At both locations, Contaxis said he acted to ensure the safety of people and property within the surrounding area. At Church Street, this included making sure the area was clear and cutting its power. At County Route 1A, it involved ending school activities and requesting nearby residents to shelter in place with their windows closed.

He shared that while he took action to mitigate the risk to the community, Contaxis had minimal training on the system. He also explained how battery fires cannot be handled with water and needed to burn out on their own, and that the air quality was constantly monitored by Orange County Hazmat experts and determined to be safe. He added that the Warwick Valley Central School District is conducting their own tests of the area near County Route 1A.

“Everybody acted the way we should act together. We wanted something done with [Convergent and Powin] to make sure they are doing their due diligence, and we need to make sure we are doing our due diligence,” said Contaxis, adding that the local fire department is doing its own training because none was provided to them by Powin.

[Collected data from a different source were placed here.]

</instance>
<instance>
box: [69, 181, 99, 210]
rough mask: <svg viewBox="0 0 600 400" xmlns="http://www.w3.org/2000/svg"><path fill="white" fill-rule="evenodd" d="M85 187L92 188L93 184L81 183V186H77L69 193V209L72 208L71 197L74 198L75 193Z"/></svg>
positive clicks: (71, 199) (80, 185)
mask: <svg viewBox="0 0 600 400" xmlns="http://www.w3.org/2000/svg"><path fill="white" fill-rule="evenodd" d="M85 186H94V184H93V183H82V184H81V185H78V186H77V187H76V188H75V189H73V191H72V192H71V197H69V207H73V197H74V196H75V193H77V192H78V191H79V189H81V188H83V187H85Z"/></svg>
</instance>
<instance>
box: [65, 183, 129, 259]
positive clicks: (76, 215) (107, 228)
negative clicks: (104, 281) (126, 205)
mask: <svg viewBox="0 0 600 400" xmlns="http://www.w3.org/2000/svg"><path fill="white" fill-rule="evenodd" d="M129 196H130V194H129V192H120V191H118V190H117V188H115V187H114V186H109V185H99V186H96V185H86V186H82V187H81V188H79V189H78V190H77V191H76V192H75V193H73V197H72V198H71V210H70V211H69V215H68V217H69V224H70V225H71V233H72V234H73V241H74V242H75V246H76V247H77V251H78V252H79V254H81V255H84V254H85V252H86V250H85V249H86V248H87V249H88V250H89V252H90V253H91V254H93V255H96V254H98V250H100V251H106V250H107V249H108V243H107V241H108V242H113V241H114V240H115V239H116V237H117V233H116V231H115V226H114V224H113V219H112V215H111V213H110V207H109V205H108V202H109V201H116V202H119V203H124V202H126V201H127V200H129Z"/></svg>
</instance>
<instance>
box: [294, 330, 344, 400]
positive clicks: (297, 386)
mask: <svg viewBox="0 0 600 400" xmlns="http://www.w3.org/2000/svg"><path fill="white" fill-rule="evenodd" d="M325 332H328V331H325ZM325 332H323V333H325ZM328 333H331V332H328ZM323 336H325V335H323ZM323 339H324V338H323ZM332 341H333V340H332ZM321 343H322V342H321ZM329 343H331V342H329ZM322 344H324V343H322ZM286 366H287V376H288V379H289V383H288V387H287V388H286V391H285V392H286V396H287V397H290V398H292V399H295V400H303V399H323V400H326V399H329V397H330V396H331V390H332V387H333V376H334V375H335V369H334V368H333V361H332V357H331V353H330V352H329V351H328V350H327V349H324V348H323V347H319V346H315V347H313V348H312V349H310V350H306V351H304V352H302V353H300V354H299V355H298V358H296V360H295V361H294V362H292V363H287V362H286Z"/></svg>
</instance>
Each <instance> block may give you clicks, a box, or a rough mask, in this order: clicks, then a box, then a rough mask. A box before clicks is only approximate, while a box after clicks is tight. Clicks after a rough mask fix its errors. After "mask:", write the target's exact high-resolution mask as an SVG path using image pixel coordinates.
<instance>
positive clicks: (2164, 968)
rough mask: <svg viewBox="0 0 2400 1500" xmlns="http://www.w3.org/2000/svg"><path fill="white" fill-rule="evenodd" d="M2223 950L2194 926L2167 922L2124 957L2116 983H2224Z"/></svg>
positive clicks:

Contaxis clarified that Powin was the manufacturer of the energy storage systems housed in the Convergent Energy facilities in Warwick. This prompted Trustee Thomas McKnight to cite minutes from 2020 that claimed GE (General Electric) was to be the battery supplier. McKnight further questioned how Convergent moved from using a well-established brand like GE to one that is lesser known.

“I don’t have the answers for Powin or Convergent,” said Contaxis. “My job is to protect the community. I don’t get a dime in it. I don’t get paid. These people get paid.”

Newhard said both Convergent sites were deactivated and are operating under minimal power so that information can be obtained from black box systems. However, as Chief Contaxis confirmed, energy remains within the disconnected storage units, and while the risk for future fires is reduced, it is not eliminated.

Trustee Carly Foster raised concerns about the potential risk and called on the Board to demand Convergent address them in person. She also brought up the potential for other hazardous events in the Village and questioned what companies are doing to manage risk to the community.

The next village board meeting is scheduled for July 17, 2023 at Village Hall 77 Main St., beginning at 7:30 p.m.